January 1984 – Page 27
“Videodrome” – cable nightmare from Cronenburg
Written by: Martin Coxhead
From the man who brough you “Shivers” and “Scanners,” the sado-masochistic cable channel where the terror is real and its effect is devastating. Martin Coxhead looks at the high-tech shocker starring Debbie Harry and James Woods.
Previewed in this very magazine last April we can at last see David Cronenberg’s stunning “Videodrome”.
A movie about the cerebal “dangers” of a perverse cable TV station, it crosses the very fine line into a surreal and fascinating story in which we are never sure that what we are watching on the screen is part of the plot or a hallucination by one of the characters.
After all that praise, I must also say that its confused and badly-plotted but remains a brilliant, shocking movie.

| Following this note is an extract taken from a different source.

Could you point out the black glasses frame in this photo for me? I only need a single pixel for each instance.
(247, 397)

James Woods (best known for his roles in “The Onion Field” and “The Janitor”) plays Max Renn, owner of a little cable TV station showing mild sex and violence. Being not too choosy in his material, most of it is pirated from the satellite transmissions of the world by his technician friend Harlan.
Whilst rummaging through the world’s broadcasts they stumble across “Videodrome” a weak signal emanating apparently from Malaysia, showing flagellation and torture. And it isn’t faked.

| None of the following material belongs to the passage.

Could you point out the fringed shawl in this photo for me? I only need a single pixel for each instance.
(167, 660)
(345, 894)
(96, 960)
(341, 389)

“Videodrome” starts to obsess Renn; he constantly watches it while indulging in sado masochistic love-making with Nikki Brand (Debbie Harry). Not content with watching the station, he delves deeper and deeper into “Videodrome”, while his life seems to be falling apart and he is having hallucinations. Then comes the truth. “Videodrome” does not come from Malaysia but America and is part of a sinister organisation dedicated to… but I’ve said too much.

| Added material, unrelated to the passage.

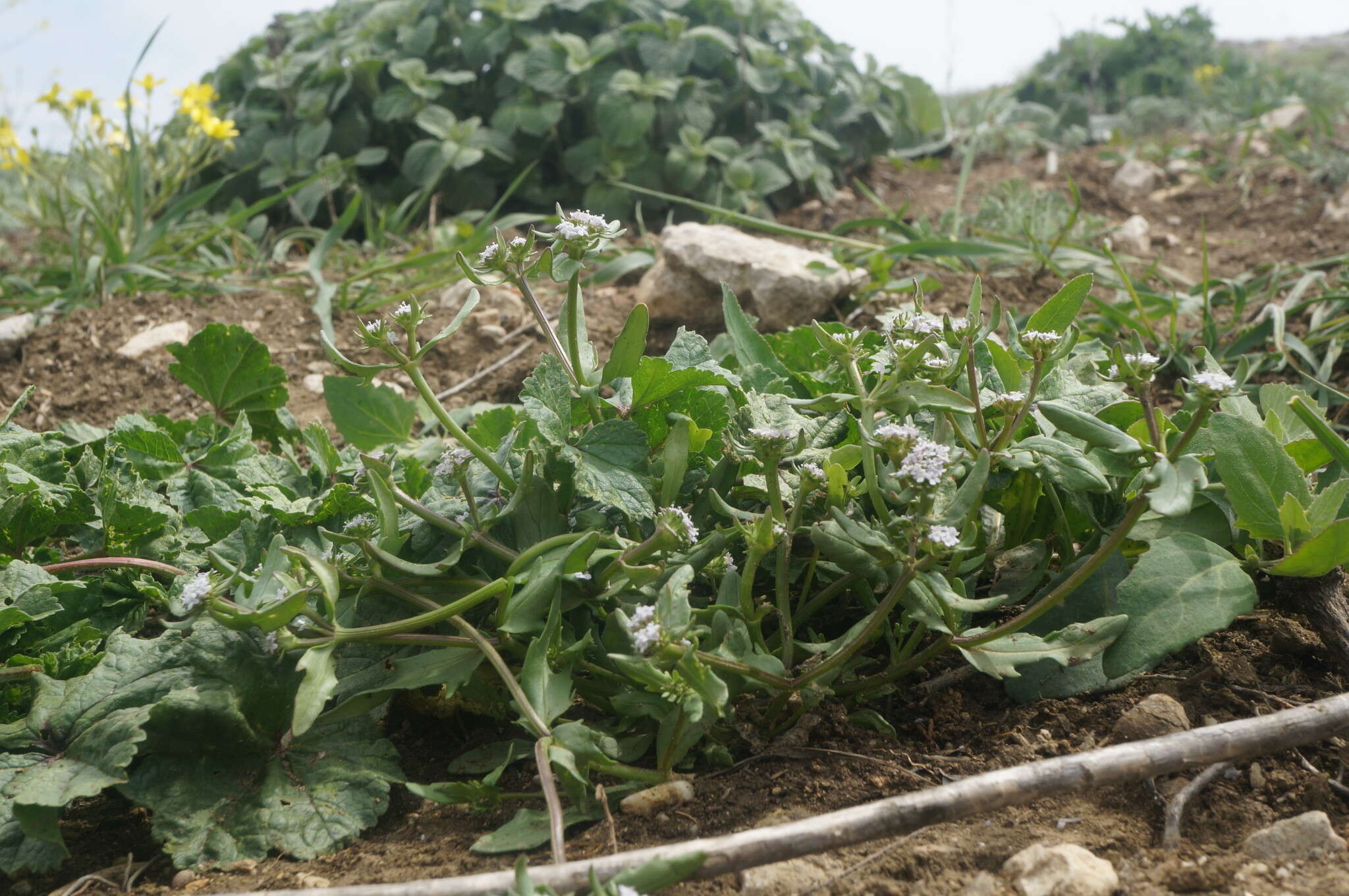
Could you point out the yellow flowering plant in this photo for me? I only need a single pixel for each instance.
(107, 197)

Those familiar with Cronenberg’s work will know the physical and visceral excesses the man is capable of and his ideas, coupled with the special effects genius of Rick Baker, makes for some stunning sequences.
Renn starts to believe that he has a slit in his abdomen, into which he can insert video cassettes and be “programmed”, and thanks to the SFX crew we see just that. His hand becomes part of a gun as it drills into his palms and wrist, a TV set “commits suicide”, video cassettes live and breathe. The bizarre images are truly breathtaking.
The core of the plot is that the “Videodrome” signal is causing a tumour in Renn’s brain which is making him hallucinate. But what is real and what is not?
The cast are all excellent, especially Woods as the creepy Max Renn, a man slowly losing control of everything, and Debbie Harry as the perverse Nikki Brand. The love scenes between them are handled with an aura of sadistic eroticism which is very unsettling.
Perhaps the trouble with “Videodrome” is that there are just too many ideas and concepts in it, such is the richness of Cronenberg’s screenplay. There are bizarre ideas such as Professor O’Blivion, a TV “sage” who only communicates by video tape and has set up the “Cathode Ray Mission” where down-and-outs are fed and kept warm in cubicles with a television where they can get their video “fix”.
Many will be baffled by “Videodrome”, some irritated, a few nauseated, but it’s a brilliant and breath-taking movie which needs more than one viewing to be fully appreciated and understood.
“Videodrome” perhaps isn’t Cronenberg’s best film (that’s “The Brood” in my opinion) but it is compulsive, disturbing viewing. M.C.